Dr. Kong tipped the box so that its interior, bare and blank, aimed mercilessly at the face of the American.

"Jesus, this is terrible." Alice touched Spencer’s shoulder.

"Looted…" Spencer shook out, fixing the box with a glassy-eyed stare.

She sent a desperate glance to Lin. The Chinese scientist was already looking at her, his maroon lips flat with sorrow and frustration. "We’ll just have to keep trying." The painful words squeezed out of him. "Won’t we?"

No one answered.

"After all," Dr. Lin croaked, "water wears through a rock."

Outside in the light the soldiers, who by now understood that the artifacts had been stolen at some point, herded the group to the side of the cave entrance. "Wait," the group leader ordered.

Then he opened his cell phone and dialed the Public Security unit from his base. As soon as someone answered he started shouting angrily into the little phone he clutched to his face.

"What’s he saying?" Spencer hissed.

"You’re not going to believe this." She shook her head. "He’s reporting the theft."

"What!"

"Well…" She hesitated, wondering how to explain it to Spencer. Life in China always followed a particular logic, and he just didn’t see it yet. "From his point of view, there’s been a crime. Now he has to go through the appropriate steps. Relax. He doesn’t think we took it."

"I should hope not! Does he realize it’s probably been gone for thirty or forty years?"

"Maybe," she said. "Not that it would matter."

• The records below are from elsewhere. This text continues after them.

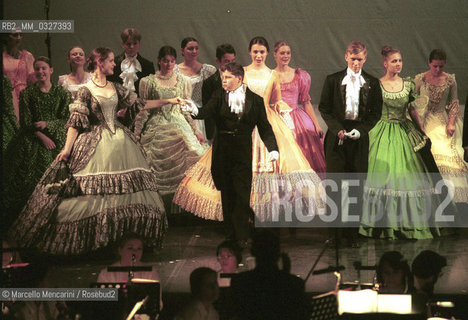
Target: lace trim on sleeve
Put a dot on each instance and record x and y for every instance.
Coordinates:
(453, 108)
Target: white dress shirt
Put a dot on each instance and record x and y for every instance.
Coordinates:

Spencer emitted a croak of disbelief and buried his head in his hands. Kuyuk stood off to the side, studiously ignoring things. Kong and Lin simply tolerated it. They didn’t bother arguing with the soldiers or suggesting that an investigation would waste everyone’s time. Instead they stood, staring out over the ledge to the canyon below, lost in their regret and frustration, waiting for these military functionaries-who, Kong and Lin being scholars, were naturally beneath them in the general hierarchy of things-to finish their job.

Half an hour later the Public Security men arrived, exhausted and annoyed at the long climb from the lamasery. They were taken quickly inside to see the scene of the crime, and then hustled right back out by the soldiers.

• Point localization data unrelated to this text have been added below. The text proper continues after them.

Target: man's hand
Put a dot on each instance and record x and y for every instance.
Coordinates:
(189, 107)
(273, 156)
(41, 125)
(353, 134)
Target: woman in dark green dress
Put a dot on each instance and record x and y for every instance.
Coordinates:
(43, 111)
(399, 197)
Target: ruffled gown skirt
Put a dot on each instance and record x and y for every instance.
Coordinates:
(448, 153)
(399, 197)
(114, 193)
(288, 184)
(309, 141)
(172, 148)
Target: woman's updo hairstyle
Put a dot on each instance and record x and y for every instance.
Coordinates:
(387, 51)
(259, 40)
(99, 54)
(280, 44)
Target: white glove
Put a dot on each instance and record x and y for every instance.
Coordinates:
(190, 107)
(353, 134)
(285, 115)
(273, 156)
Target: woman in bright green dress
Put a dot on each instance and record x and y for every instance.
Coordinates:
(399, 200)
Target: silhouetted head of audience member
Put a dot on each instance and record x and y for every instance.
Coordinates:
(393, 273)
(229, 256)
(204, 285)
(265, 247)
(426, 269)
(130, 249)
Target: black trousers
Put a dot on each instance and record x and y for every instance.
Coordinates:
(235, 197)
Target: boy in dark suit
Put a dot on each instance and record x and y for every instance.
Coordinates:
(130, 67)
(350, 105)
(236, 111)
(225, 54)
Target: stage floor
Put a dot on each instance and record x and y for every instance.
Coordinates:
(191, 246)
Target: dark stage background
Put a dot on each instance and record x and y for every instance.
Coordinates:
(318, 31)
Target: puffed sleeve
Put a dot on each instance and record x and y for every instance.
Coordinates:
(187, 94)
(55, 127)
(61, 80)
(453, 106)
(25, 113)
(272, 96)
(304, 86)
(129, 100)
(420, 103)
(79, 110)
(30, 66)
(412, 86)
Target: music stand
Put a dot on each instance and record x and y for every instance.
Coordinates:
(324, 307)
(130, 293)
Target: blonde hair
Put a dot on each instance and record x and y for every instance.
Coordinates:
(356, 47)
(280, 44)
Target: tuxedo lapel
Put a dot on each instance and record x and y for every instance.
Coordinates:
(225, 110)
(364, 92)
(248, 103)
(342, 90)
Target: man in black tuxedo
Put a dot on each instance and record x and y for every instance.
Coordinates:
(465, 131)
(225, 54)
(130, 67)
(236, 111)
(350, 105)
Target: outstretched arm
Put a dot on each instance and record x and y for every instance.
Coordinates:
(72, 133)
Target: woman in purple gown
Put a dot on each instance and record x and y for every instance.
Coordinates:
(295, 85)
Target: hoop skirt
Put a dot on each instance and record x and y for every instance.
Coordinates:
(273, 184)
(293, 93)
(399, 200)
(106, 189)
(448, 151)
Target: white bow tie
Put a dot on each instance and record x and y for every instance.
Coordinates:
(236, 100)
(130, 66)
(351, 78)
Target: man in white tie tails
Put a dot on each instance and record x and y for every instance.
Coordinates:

A lengthy and heated discussion ensued between Public Security and the soldiers as to who bore responsibility for the theft. The soldiers insisted that the police should have taken better precautions with such a National Cultural Treasure; the officers retorted that the cave was a nuclear missile silo and therefore under the purview of the Army; moreover, who knew Peking Man was in there in the first place? Everyone unburdened themselves of blame. No resolution was reached. The loud voices gradually died down. Kong, Lin, and Kuyuk waited in patient silence, while Alice translated quietly for Spencer.

Finally the officers drafted a statement, read it aloud, and had everyone initial it. In a last flare of self-righteous fury they handed the empty box to Dr. Spencer and stomped away back down the mountain.

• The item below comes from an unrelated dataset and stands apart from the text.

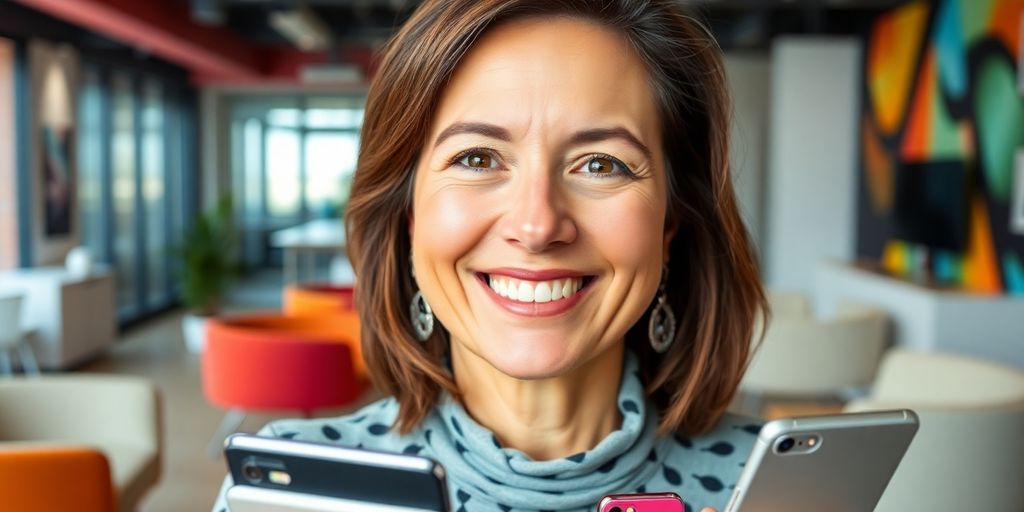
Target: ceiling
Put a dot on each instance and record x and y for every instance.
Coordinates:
(742, 24)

"All right," the military group leader said at last when the police were out of sight, "you may go."

At the lamasery they piled into their jeep and bounced back in silence. Spencer slumped on the window. "Adam," Alice tried once, touching his arm, and he said in reply: "What am I going to do now?"

"I’m so sorry," she said quietly, feeling for him. And on the other side of her was Lin, burning with his own pain and loss. She knew how he’d longed for this. She saw. They jolted in silence all the way to Eren Obo.

At the guesthouse Kuyuk said good-night. Dr. Kong and Dr. Lin showed as little as possible, though the veneer of hurt in their faces was clear. Spencer hardly spoke at all.